While it is not surprising, I can't believe the police are blatantly and arrogantly doing the exact same thing Kibaki is doing: getting away with "this". There seems to be a general attitude of "mta-do" going around. Since when is looting and stealing punishable by death? Whatever happened to rubber bullets? I believe that the police are deliberately shooting people. The standard reported that a 10-year-old was shot? What exactly was his crime, I'd like to know. From all the accounts I've read so far, most demonstrations today started off peacefully and only turned violent when the police decided to fire tear gas and shoot at crowds (unprovoked). Is that Kibaki's strategy? Kill demonstrators and make it look like the ODM supporters are being violent? I do hope these crimes, and others commited by malicious gangs, don't go unpunished.

Anonymous said...

@Osavinya Mkamba, be careful what you wish for. You want Kibaki to use as many foreign forces as necessary to kill Kenyans? Do some research on the Democratic Republic of Congo and you'll understand why it may never recover.
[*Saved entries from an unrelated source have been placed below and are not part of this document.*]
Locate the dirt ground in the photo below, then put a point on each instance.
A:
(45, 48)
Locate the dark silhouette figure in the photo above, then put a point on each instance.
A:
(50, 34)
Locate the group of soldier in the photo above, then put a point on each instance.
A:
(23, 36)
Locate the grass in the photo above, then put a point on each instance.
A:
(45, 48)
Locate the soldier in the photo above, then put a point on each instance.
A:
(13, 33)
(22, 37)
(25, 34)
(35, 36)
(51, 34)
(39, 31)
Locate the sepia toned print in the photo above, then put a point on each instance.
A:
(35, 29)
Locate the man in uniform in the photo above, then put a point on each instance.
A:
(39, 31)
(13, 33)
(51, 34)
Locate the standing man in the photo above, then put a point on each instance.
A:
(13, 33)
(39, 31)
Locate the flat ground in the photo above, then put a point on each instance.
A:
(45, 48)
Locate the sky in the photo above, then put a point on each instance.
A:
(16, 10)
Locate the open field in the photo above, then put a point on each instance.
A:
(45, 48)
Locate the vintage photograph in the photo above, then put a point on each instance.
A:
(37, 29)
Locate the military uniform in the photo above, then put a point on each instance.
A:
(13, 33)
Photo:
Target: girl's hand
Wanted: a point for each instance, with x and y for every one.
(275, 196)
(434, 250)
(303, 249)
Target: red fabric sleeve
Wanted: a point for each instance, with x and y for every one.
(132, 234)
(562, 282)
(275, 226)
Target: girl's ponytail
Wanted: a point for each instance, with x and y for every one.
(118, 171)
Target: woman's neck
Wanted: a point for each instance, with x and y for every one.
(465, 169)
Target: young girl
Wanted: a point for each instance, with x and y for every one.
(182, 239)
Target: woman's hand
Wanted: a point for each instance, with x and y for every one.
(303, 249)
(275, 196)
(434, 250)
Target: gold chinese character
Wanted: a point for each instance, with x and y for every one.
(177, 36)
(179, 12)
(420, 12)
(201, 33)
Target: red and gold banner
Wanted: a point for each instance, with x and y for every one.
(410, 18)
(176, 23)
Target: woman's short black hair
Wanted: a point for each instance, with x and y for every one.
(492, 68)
At one point as many as 6 countries had their troops there fighting for natural resources. Pray that the forces he's invited in leave voluntarily when their "mission" is accomplished.

Anonymous said...

it is sad that the country is suffering due to the arrogance of a few kenyans from Central Kenya. I believe that the actions of these old fools originate from the oaths they took in 1969.
Here is the link to the 1969 artricle in Time Magazine.,9171,901233,00.html?promoid=googlep
Now do you understand why these Kikuyu fanatics are driving the country to the dogs, just because they drank some blood, and chanted that the thing will never leave the house of Mumbi?

Anonymous said...

Why is this thief and Devil sending his Gema troops to Kill innocent Jaluos?
What will happen to the few policemen if the Jaluos decide Kujihami and turn on them??
Why can't we cut for him Eastern and Central so he can leave the rest of us in peace??
I felt murderous when I saw this on TV.
Suckh kinds of acts are what leads to fundametalism such as in the middle east.

Anonymous said...

anon 12.51,
I agree with you, since Kikuyus took an oath and drank blood that the presidency shall not leave their hands, once it is there, why cant they hive off Central Kenya and Meru land, to form GEMAland. This will leave us with a safe country not driven by murderous blood drinking old men, being supported by a bunch of equally sick youth

Anonymous said...

That picture i saw on KTN News at 9 haunted me until today.....And my big question is , is this really a policeman even the way he is carrying that gun has raised enough questions on my mind....I am a bitter kenyan today and i am asking a question since when was the verdict to kill someone just coz he made faces at you passsed.
The last time we were told they were looters and we kept quiet,....But the question i ask is how come the things that were looted not found...Coz it is common sense if you are shot you fall down then definately whatever you were carrying also falls down and break.....So how come i have not seen those broken TVs, computers or any other item that was found.....

Tamtam said...

This is unacceptable. These people are being targeted, because their lives are cheap. Well, I want to be there on the day of reckoning, when the people who carried out these acts get what they deserve.